The test results are interesting. When pitted against 58 international dermatologists, the neural network was better at detecting melanomas and reported fewer false positives. The dermatologists that participated in the trial were able to accurately recognize 88.9 percent of malignant melanomas, while the neural network was able to spot 95 percent of melanomas:
The dermatologists were asked to first make a diagnosis of malignant melanoma or benign mole just from the dermoscopic images (level I) and make a decision about how to manage the condition (surgery, short-term follow-up, or no action needed). Then, four weeks later they were given clinical information about the patient (including age, sex and position of the lesion) and close-up images of the same 100 cases (level II) and asked for diagnoses and management decisions again.Full details can be read at Eurekalert.

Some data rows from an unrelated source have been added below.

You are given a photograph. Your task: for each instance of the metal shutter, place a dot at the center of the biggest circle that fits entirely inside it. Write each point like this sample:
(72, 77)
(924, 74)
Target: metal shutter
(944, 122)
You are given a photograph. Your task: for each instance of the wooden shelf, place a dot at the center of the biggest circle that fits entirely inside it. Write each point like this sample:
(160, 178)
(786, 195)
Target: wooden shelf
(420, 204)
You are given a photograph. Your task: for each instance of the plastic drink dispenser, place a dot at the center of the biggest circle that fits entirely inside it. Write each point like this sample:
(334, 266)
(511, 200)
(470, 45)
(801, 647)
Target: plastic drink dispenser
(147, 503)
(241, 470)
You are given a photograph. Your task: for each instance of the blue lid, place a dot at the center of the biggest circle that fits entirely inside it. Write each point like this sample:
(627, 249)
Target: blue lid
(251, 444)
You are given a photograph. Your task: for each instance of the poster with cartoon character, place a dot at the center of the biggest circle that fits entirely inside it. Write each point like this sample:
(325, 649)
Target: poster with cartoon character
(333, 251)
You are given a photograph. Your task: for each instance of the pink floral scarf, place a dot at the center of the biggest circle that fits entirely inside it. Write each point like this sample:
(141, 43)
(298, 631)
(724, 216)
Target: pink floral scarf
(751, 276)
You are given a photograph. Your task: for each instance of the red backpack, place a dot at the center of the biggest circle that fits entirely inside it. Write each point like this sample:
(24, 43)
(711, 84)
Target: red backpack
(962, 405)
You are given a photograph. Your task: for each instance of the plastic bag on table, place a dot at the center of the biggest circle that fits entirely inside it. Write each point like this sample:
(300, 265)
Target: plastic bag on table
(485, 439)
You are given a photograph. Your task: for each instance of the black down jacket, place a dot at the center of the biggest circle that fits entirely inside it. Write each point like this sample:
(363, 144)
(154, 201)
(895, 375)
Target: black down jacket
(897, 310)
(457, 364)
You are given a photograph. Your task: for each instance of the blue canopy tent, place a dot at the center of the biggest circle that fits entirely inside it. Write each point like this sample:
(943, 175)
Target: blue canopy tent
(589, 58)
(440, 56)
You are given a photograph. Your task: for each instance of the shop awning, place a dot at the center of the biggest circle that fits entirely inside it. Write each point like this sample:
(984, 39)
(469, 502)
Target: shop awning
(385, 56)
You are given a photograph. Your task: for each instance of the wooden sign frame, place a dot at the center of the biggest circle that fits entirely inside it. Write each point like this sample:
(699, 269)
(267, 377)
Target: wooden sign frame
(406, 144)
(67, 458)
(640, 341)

In level I, the dermatologists accurately detected an average of 86.6% of melanomas, and correctly identified an average of 71.3% of lesions that were not malignant. However, when the CNN was tuned to the same level as the physicians to correctly identify benign moles (71.3%), the CNN detected 95% of melanomas. At level II, the dermatologists improved their performance, accurately diagnosing 88.9% of malignant melanomas and 75.7% that were not cancer.
"The CNN missed fewer melanomas, meaning it had a higher sensitivity than the dermatologists, and it misdiagnosed fewer benign moles as malignant melanoma, which means it had a higher specificity; this would result in less unnecessary surgery," said Professor Haenssle.
"When dermatologists received more clinical information and images at level II, their diagnostic performance improved. However, the CNN, which was still working solely from the dermoscopic images with no additional clinical information, continued to out-perform the physicians' diagnostic abilities."